Tanda kerasukan jin saya tidak tahu.karena jin tidak terlihat, dan dari sana kita tidak boleh su`udhon / buruk sangka kepada orang lain.

Jika untuk menjaga diri baik untuk kita pribadi dan yg lain maka rutin baca doa pagi dan petang, banyak baca Al Quran, terutama surat Al Baqarah, insya Allah akan di berikan perlindungan dari Allah Ta`ala.

والله أعلم بالصواب

⌣̊┈»̶·̵̭̌✽✽·̵̭̌«̶┈⌣̊

1161. Medical Check-Up Namun Dokter Lawan Jenis

1161. BBG Al Ilmu

Tanya:
Jika saat medical check up (CPNS/POLRI/TNI) kita di haruskan membuka aurat untuk di ceck, padahal dokternya lain mahram itu hukumnya bagaimana ditambah pelaksanaannya saat bulan Ramadan.

Jawab:
Ust. Rochmad Supriyadi, Lc حفظه الله تعالى

Perkara itu jikalau sangat di butuhkan, dan dirasa darurat maka paling tidak berusaha untuk meminta dokter yang sama sejenis, hingga dosa dapat di minimalisir.

والله أعلم بالصواب

⌣̊┈»̶·̵̭̌✽✽·̵̭̌«̶┈⌣̊

1160. Witir Bersama Imam Di Masjid Atau Sendiri Di Rumah ?

1160. BBG Al Ilmu

Tanya:
Mana yang lebih afdhal jika kita ikut witir berjamaah setelah Taraweh, atau kita laksanakan witir stelah Tahajjud disepertiga malam jelang shubuh baik sendiri di Rumah atau berjamaah di Masjid.

Jawab:
Ustadz Rochmad Supriyadi, حفظه الله تعالى

Paling utama adalah mengerjakan sholat tarawih berjamaah bersama imam hingga selesai witir, sebagai mana sabda rasulullah shallallahu ‘alaihi wa sallam,
“Barangsiapa yang mengerjakan shalat tarawih berjamaah bersama imam hingga selesai maka di tulis kan bagi nya pahala semalam suntuk.”

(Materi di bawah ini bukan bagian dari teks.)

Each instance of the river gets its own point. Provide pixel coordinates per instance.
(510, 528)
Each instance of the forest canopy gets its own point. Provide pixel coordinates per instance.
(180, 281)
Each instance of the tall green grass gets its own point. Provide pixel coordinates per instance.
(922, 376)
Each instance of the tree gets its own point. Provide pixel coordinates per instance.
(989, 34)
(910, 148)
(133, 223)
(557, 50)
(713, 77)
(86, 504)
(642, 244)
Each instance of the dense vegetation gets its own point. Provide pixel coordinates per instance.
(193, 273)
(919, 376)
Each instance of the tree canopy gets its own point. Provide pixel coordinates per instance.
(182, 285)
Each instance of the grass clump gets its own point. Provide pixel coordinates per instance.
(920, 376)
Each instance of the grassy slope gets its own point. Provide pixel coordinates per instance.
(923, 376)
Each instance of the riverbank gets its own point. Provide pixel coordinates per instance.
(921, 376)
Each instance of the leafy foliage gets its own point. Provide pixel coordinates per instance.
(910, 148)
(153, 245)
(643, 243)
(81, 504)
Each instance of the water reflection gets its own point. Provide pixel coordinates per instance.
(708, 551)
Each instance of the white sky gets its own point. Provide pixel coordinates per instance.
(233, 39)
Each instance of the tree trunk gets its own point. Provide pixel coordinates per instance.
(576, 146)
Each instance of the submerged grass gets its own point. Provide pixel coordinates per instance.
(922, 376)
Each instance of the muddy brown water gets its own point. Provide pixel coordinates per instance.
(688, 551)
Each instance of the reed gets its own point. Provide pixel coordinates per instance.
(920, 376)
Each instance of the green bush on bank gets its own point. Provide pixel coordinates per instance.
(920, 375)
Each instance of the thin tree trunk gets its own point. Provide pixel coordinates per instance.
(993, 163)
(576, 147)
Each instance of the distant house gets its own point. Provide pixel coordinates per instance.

Maka dengan ini hendaknya ia melakukan jama’ah bersama imam hingga selesai, dan jikalau hendak melakukan sholat malam di sepertiga malam di boleh kan, dengan catatan tidak menggulang witir, karena witir hanya di lakukan dalam satu malam sekali saja.